A epidemia silenciosa que afeta milhões: a crescente dor nas costas
Uma verdadeira epidemia silenciosa tem se espalhado pelo mundo, atingindo cada vez mais pessoas: a famosa dor nas costas. Especialistas alertam que esse problema de saúde, muitas vezes negligenciado, representa uma das maiores causas de incapacidade física em escala global, com números que impressionam e tendências preocupantes.
O impacto do trabalho sedentário na saúde da coluna
Segundo o médico ortopedista Guilherme Porceban, as rotinas profissionais contemporâneas são um dos principais fatores por trás desse fenômeno. "Hoje em dia temos trabalhos predominantemente sentados, que acabam sobrecarregando os discos na região lombar", explica o especialista. "Quando permanecemos sentados por longos períodos, há uma tendência de retificação da curvatura natural da coluna, gerando sobrecarga mecânica".
O médico destaca ainda que essa realidade ocupacional consome grande parte do dia dos trabalhadores, dificultando a prática regular de atividade física. "O sedentarismo resultante provoca um enfraquecimento muscular progressivo, o que aumenta consideravelmente a pressão sobre as estruturas vertebrais, culminando na dor", completa Porceban.
Números alarmantes e impacto econômico
De acordo com dados da Organização Mundial da Saúde (OMS), a dor lombar afeta mais de 600 milhões de pessoas em todo o planeta, configurando-se como a principal causa de incapacidade no mundo. O problema não discrimina por idade, podendo atingir desde jovens até idosos.
No cenário brasileiro, as consequências são igualmente graves. Informações do Ministério da Previdência Social revelam que o Brasil registrou impressionantes 4 milhões de afastamentos laborais em 2025, representando o maior número em cinco anos. As doenças do sistema osteomuscular, incluindo dores na coluna e hérnias de disco, lideram essa triste estatística.
Mudança no perfil dos pacientes
Um aspecto particularmente preocupante destacado pelo ortopedista é a mudança no perfil etário dos pacientes. "Há uma tendência nos últimos dez anos que tem se tornado cada vez mais comum: o atendimento de pacientes entre 30 e 40 anos", observa Porceban. "Isso ocorre justamente por causa das rotinas extenuantes e dos hábitos atuais de trabalho, que antecipam problemas antes associados a idades mais avançadas".
Cada vez mais pessoas jovens estão procurando consultórios médicos com queixas relacionadas à coluna vertebral, sinalizando uma necessidade urgente de intervenção preventiva.
Estratégias de prevenção e cuidados essenciais
Diante desse cenário desafiador, especialistas apontam caminhos para evitar que a dor lombar se torne incapacitante. "A prática regular de atividade física é, de longe, o principal fator de proteção contra a dor lombar", enfatiza o médico.
Entre as recomendações específicas estão:
- Atividades de fortalecimento muscular
- Prática de musculação em academias
- Natação e hidroginástica
- Sessões de fisioterapia preventiva
"Essas modalidades ajudam a construir uma estrutura muscular robusta que protege eficazmente a coluna lombar", explica Porceban.

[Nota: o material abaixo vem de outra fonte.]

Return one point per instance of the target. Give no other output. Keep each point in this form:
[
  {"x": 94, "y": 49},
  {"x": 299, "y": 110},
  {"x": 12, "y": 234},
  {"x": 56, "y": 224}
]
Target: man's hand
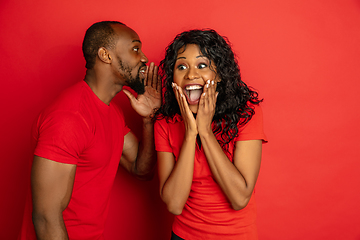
[{"x": 146, "y": 104}]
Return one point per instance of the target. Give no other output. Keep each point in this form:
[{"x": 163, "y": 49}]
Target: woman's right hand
[{"x": 187, "y": 115}]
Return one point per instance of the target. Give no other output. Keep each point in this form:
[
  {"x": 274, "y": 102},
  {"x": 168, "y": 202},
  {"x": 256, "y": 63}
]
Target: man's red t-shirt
[{"x": 78, "y": 128}]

Além disso, o especialista faz recomendações práticas para o ambiente de trabalho:
- Não permanecer sentado por mais de duas horas consecutivas
- Levantar-se regularmente para pequenas pausas
- Permanece em pé por pelo menos 15 minutos a cada intervalo
- Ajustar adequadamente a altura das telas de computador
"Essas medidas simples ajudam significativamente a descarregar o peso que recai diretamente sobre os discos intervertebrais", complementa o médico.
Conclusão: movimento como principal aliado
A mensagem final dos especialistas é clara e direta: movimente-se regularmente. Ajustar os hábitos diários, especialmente no ambiente profissional, e não ignorar os sinais de alerta do corpo são passos fundamentais para enfrentar essa epidemia silenciosa. A dor nas costas deixou de ser um problema secundário para se tornar uma questão de saúde pública que demanda atenção imediata e ações preventivas consistentes.